An upstream risk that I think is a little bit different is
privacy risks and these just show up because this is an area where people need
tons of data to do interesting stuff and anytime you have issues of big data
and data sharing you run into privacy concerns, potential HIPAA violations and
things like that. This is not wildly different from other big data concerns,
but they are there because developers are trying to do a lot and trying to do
it pretty quickly and cutting privacy corners can be a problem.
And then there are the regulatory issues where those systems
are going to end up actually being approved as medical devices. There are going
to be questions of exactly what the FDA is going to want for that approval and
FDA is still working out its approach to improving software as medical devices
generally and AI powered medical devices in particular.

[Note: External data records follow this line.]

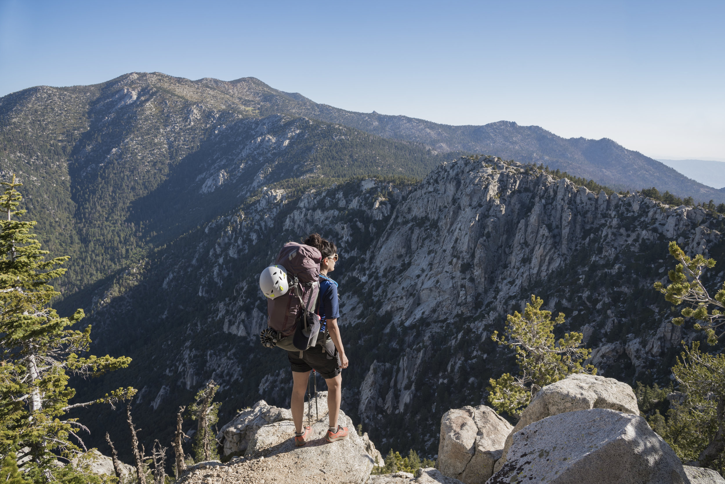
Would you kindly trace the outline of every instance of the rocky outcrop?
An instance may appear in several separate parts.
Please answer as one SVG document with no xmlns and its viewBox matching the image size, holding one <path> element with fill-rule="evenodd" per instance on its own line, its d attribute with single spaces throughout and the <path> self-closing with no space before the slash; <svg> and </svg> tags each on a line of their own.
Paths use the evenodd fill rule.
<svg viewBox="0 0 725 484">
<path fill-rule="evenodd" d="M 368 436 L 368 433 L 365 432 L 362 434 L 362 443 L 365 444 L 365 452 L 368 453 L 373 459 L 373 462 L 376 466 L 384 465 L 385 462 L 383 459 L 383 454 L 380 453 L 377 448 L 375 448 L 375 444 L 373 443 L 373 441 L 370 440 L 370 437 Z"/>
<path fill-rule="evenodd" d="M 725 484 L 725 479 L 712 469 L 682 466 L 689 479 L 689 484 Z"/>
<path fill-rule="evenodd" d="M 204 197 L 223 193 L 230 183 Z M 344 295 L 343 333 L 365 328 L 351 347 L 361 352 L 345 372 L 344 409 L 352 414 L 355 409 L 376 441 L 389 438 L 399 450 L 428 456 L 437 453 L 436 424 L 452 406 L 440 408 L 431 394 L 447 391 L 451 401 L 478 402 L 489 377 L 510 370 L 513 356 L 491 344 L 490 335 L 534 288 L 547 309 L 566 313 L 571 330 L 587 327 L 587 346 L 600 349 L 592 360 L 601 374 L 631 378 L 647 368 L 655 380 L 666 376 L 658 362 L 674 351 L 667 342 L 687 341 L 691 333 L 687 325 L 680 335 L 664 327 L 658 336 L 670 304 L 653 300 L 651 287 L 666 277 L 660 270 L 671 265 L 652 254 L 664 257 L 672 237 L 682 238 L 690 255 L 711 256 L 722 239 L 722 221 L 702 209 L 593 193 L 531 165 L 493 158 L 441 164 L 414 186 L 354 180 L 301 196 L 296 188 L 270 187 L 160 249 L 153 267 L 139 276 L 143 283 L 91 322 L 107 325 L 105 341 L 120 341 L 125 335 L 114 332 L 133 314 L 120 305 L 125 301 L 133 312 L 186 332 L 183 346 L 149 335 L 149 344 L 170 345 L 144 383 L 149 395 L 165 385 L 191 390 L 213 377 L 233 401 L 264 398 L 281 406 L 291 377 L 283 355 L 259 364 L 272 359 L 257 336 L 265 318 L 254 264 L 273 261 L 290 234 L 299 234 L 296 240 L 324 234 L 345 262 L 335 276 Z M 198 320 L 189 319 L 190 304 L 202 308 Z M 652 324 L 643 327 L 645 317 Z M 145 327 L 130 329 L 148 334 Z M 112 354 L 123 346 L 102 348 Z M 183 403 L 178 398 L 170 393 L 154 412 L 170 412 Z M 408 435 L 411 427 L 420 434 Z"/>
<path fill-rule="evenodd" d="M 78 461 L 79 459 L 75 458 L 72 460 L 70 463 L 73 466 L 78 466 Z M 134 473 L 136 472 L 136 467 L 128 465 L 128 464 L 124 464 L 123 462 L 121 462 L 120 464 L 122 476 L 128 477 L 129 475 L 134 475 Z M 99 475 L 105 475 L 113 477 L 115 477 L 116 475 L 116 471 L 113 468 L 113 458 L 103 455 L 95 448 L 91 449 L 88 454 L 82 458 L 80 465 L 88 465 L 91 472 L 94 474 L 97 474 Z"/>
<path fill-rule="evenodd" d="M 326 401 L 326 392 L 320 392 L 318 398 Z M 328 430 L 327 405 L 323 406 L 321 401 L 318 403 L 321 407 L 319 419 L 315 420 L 312 411 L 312 435 L 304 446 L 297 447 L 291 416 L 289 420 L 282 418 L 290 411 L 270 407 L 263 401 L 257 402 L 254 408 L 240 412 L 225 426 L 225 430 L 235 425 L 244 429 L 245 438 L 249 439 L 244 456 L 233 457 L 227 464 L 202 462 L 182 476 L 179 484 L 208 484 L 210 479 L 229 484 L 293 481 L 297 484 L 366 483 L 373 464 L 373 458 L 368 452 L 376 452 L 378 455 L 379 452 L 370 439 L 366 438 L 367 434 L 365 438 L 357 435 L 352 421 L 343 412 L 340 412 L 339 422 L 349 430 L 349 438 L 332 443 L 326 441 L 323 436 Z M 252 422 L 262 423 L 265 417 L 275 421 L 255 428 L 256 425 Z M 223 433 L 223 431 L 220 433 Z"/>
<path fill-rule="evenodd" d="M 325 408 L 327 408 L 326 403 Z M 217 442 L 223 448 L 225 456 L 241 455 L 261 427 L 291 420 L 292 412 L 289 409 L 272 406 L 264 400 L 260 400 L 252 408 L 238 413 L 233 420 L 222 427 L 217 434 Z"/>
<path fill-rule="evenodd" d="M 410 472 L 392 472 L 370 476 L 368 484 L 410 484 L 413 478 Z"/>
<path fill-rule="evenodd" d="M 626 383 L 593 375 L 570 375 L 544 386 L 523 409 L 521 418 L 506 438 L 503 454 L 494 467 L 494 472 L 498 472 L 505 463 L 513 435 L 526 425 L 551 415 L 589 409 L 610 409 L 639 414 L 637 397 Z"/>
<path fill-rule="evenodd" d="M 263 457 L 269 465 L 294 469 L 294 477 L 298 483 L 318 481 L 321 477 L 341 484 L 364 483 L 373 470 L 373 460 L 368 454 L 362 438 L 355 433 L 350 418 L 341 412 L 339 422 L 349 429 L 348 439 L 327 442 L 323 436 L 328 422 L 320 420 L 312 424 L 312 435 L 302 447 L 294 446 L 292 422 L 265 425 L 249 443 L 245 457 Z M 270 479 L 275 477 L 274 474 L 267 475 Z"/>
<path fill-rule="evenodd" d="M 415 475 L 410 472 L 371 475 L 368 484 L 462 484 L 462 483 L 457 479 L 443 475 L 437 469 L 425 467 L 416 470 Z"/>
<path fill-rule="evenodd" d="M 548 417 L 513 435 L 486 484 L 684 484 L 682 464 L 641 417 L 608 409 Z"/>
<path fill-rule="evenodd" d="M 449 410 L 441 419 L 439 469 L 465 484 L 483 484 L 493 474 L 513 429 L 485 405 Z"/>
</svg>

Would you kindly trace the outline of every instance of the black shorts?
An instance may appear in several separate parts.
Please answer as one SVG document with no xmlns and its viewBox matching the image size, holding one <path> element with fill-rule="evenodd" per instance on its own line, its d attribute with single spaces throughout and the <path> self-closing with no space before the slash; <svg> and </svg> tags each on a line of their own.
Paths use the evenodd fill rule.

Q. You talked in your article a little bit about how AI is
going to cause professional realignment and how it is going to cause these realignments
for medical specialties. Do you see any similar kinds of realignments for support
services specifically like PACS administrators? I'm thinking in terms of currently
PACS administrators are responsible for maintaining the documentation of maintenance,
upgrades, tests of modalities and viewing stations. Do you think that PACS
administrators are going to have some additional responsibilities in terms of
monitoring version updates and all of the different things that happen to AI as
its developed because it's developed over time.
A. Oh, yeah, absolutely. So, you know, I think one of the
key things to recognize when what folks are thinking about plugging in an AI
system is that this is not a purchase of a thing. This is a relationship that's
going to happen over time and or that's going to evolve over time as the AI
system develops. Some of them are going to be “set it and forget it” and
nothing ever changes, but honestly those will themselves tend to degrade over
time as practices change, as patient populations change, so that's problematic.
The systems that are going to perform best are going to be the ones that keep
learning as they take in new data about patients about ongoing practices as
they continue to learn over time.
Managing that learning process and making sure that that learning
process itself maintains high quality standards and ensuring that the learning
process comes with the kind of continuing feedback necessary for it to work,
that's going to be a task for somebody and PACS managers very well may take on
part of that role.
This is not about just procurement. This is about
relationships with the technology that's going to keep changing and I think the
tools necessary to manage that relationship will also be developing over time.